The incidence of paralytic polio has hitherto been successfully controlled by trivalent oral polio vaccine (tOPV). However, the emergence of the vaccination-related adverse effects such as vaccine-associated paralytic poliomyelitis has precluded the usefulness of tOPV. Dr Rajeev Joshi, a paediatrician, said, "Among 686 cases of paralytic polio caused by circulating vaccine-derived polioviruses (cVDPVs) that have been detected since 2006, type 2 cVDPVs (cVDPV2s) accounted for 97% of the cases."

VDPVs arise from a mutation in the human gut. They are neurovirulent, transmissible, and capable of causing outbreaks. However, poliomyelitis is on the edge of eradication in India, since the last case of wild poliovirus disease was reported in January 2011. Consequently, it is important to discontinue the use of OPV once polio eradication has been established.

Dr Jayant Joshi, a paediatrician and president of Pune branch of the Indian Academy of Paediatrics, explained, "With the switching over to bOPV and simultaneous introduction of single dose of injectable polio vaccine, we are aiming at complete eradication of poliomyelitis. Thereafter, oral polio vaccine would be completely withdrawn and replaced by injectable polio vaccine, as being currently practised in the developed countries."

bOPV has hitherto been used as a supplementary immunisation activity in the country's high-risk areas. However, the usage of bOPV will take off only from the `switch date' onwards. Moreover, complete disposal of tOPV is expected within two weeks of the switch. The government has issued national guidelines for discarding tOPV.

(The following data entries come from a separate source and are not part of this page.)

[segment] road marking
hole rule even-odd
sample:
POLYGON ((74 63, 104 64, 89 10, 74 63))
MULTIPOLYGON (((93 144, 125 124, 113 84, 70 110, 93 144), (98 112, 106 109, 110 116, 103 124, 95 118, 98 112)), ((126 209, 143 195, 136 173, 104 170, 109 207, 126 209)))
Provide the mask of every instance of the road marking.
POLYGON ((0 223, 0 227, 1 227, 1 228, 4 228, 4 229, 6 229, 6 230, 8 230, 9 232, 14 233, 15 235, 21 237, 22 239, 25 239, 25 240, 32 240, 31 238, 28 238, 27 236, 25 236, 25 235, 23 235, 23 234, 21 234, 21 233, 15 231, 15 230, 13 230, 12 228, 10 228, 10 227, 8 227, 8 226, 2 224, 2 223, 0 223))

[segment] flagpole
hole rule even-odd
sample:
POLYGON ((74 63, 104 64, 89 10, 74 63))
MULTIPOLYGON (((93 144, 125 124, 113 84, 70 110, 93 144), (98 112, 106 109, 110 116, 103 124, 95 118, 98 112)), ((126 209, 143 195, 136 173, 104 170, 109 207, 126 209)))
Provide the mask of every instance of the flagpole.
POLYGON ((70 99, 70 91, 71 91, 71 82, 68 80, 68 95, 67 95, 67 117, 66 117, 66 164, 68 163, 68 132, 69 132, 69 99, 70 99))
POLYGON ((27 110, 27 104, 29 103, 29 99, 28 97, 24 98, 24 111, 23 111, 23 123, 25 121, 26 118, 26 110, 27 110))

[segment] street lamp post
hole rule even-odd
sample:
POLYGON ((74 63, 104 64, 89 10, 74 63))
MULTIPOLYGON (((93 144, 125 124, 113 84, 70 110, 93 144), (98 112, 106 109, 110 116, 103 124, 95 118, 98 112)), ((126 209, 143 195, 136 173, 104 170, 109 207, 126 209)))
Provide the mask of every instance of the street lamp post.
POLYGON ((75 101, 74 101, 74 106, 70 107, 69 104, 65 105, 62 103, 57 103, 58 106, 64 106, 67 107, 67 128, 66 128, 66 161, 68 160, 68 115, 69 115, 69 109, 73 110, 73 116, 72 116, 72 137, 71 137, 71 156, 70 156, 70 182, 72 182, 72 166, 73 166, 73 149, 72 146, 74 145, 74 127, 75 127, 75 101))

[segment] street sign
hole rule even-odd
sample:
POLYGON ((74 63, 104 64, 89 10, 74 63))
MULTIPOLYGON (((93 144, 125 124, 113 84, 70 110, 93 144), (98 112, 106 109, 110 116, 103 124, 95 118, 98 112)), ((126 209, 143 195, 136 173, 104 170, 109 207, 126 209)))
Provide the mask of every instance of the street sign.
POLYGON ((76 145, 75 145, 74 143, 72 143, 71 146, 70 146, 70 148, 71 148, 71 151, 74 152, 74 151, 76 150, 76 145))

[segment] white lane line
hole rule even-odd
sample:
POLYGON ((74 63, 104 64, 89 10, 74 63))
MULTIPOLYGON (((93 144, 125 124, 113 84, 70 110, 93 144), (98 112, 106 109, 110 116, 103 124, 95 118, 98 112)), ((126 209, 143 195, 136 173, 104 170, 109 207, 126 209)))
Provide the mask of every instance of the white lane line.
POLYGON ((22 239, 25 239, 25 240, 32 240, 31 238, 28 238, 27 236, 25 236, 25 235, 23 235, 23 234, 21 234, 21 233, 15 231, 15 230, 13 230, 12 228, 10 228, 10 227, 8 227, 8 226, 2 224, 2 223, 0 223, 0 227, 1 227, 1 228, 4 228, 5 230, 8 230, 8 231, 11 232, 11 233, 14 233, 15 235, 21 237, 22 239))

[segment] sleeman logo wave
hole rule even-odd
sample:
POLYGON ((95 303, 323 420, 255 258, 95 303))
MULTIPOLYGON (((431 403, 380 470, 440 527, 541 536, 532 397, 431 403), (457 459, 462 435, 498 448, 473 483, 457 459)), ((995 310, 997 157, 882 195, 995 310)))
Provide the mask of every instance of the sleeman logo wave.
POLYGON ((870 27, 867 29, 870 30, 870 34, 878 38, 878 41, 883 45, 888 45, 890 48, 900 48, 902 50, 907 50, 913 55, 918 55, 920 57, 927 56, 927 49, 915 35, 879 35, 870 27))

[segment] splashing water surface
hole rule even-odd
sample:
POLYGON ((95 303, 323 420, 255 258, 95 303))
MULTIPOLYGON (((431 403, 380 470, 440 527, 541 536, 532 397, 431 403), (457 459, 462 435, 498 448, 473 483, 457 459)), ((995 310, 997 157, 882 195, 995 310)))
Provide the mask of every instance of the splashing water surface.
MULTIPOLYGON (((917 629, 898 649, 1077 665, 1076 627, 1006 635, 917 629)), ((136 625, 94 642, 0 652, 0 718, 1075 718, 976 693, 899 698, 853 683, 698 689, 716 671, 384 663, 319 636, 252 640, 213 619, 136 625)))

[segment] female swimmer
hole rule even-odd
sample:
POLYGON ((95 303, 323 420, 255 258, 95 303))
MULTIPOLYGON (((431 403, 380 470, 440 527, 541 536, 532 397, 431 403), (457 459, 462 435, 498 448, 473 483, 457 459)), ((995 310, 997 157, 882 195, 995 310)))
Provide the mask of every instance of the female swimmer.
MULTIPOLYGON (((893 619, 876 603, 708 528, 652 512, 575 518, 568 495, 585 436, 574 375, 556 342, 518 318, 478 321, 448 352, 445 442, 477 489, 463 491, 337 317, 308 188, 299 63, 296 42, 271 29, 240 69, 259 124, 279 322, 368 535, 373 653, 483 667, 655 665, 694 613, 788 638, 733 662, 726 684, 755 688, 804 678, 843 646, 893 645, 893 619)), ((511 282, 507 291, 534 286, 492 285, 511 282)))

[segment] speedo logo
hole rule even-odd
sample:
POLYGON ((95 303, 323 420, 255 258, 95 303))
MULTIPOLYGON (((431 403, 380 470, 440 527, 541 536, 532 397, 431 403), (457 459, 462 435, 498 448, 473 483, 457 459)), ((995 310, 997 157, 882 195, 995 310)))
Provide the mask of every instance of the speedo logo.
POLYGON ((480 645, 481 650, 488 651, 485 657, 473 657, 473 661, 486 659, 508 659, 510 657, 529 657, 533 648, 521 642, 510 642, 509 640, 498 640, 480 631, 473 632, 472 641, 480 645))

However, this shift in polio immunisation practice is associated with many challenges. The healthcare staff will require training through workshops on bOPV. Ravindra Banpel, a regional team leader (western region) for the World Health Organisation (WHO), said, "The real challenge now is to collect entire stock of trivalent oral polio vaccine and dispose them scientifically".

Dr Sanjay Lalwani, head of the paediatrics department at Bharati hospital, said, "Eventually, we want to get rid of the polio virus, be it wild virus or vaccine virus. So the bivalent oral polio vaccine will be replaced by injectable polio vaccine by 2020 which will eliminate all types of circulating polioviruses and the adverse events caused by the current oral polio vaccine."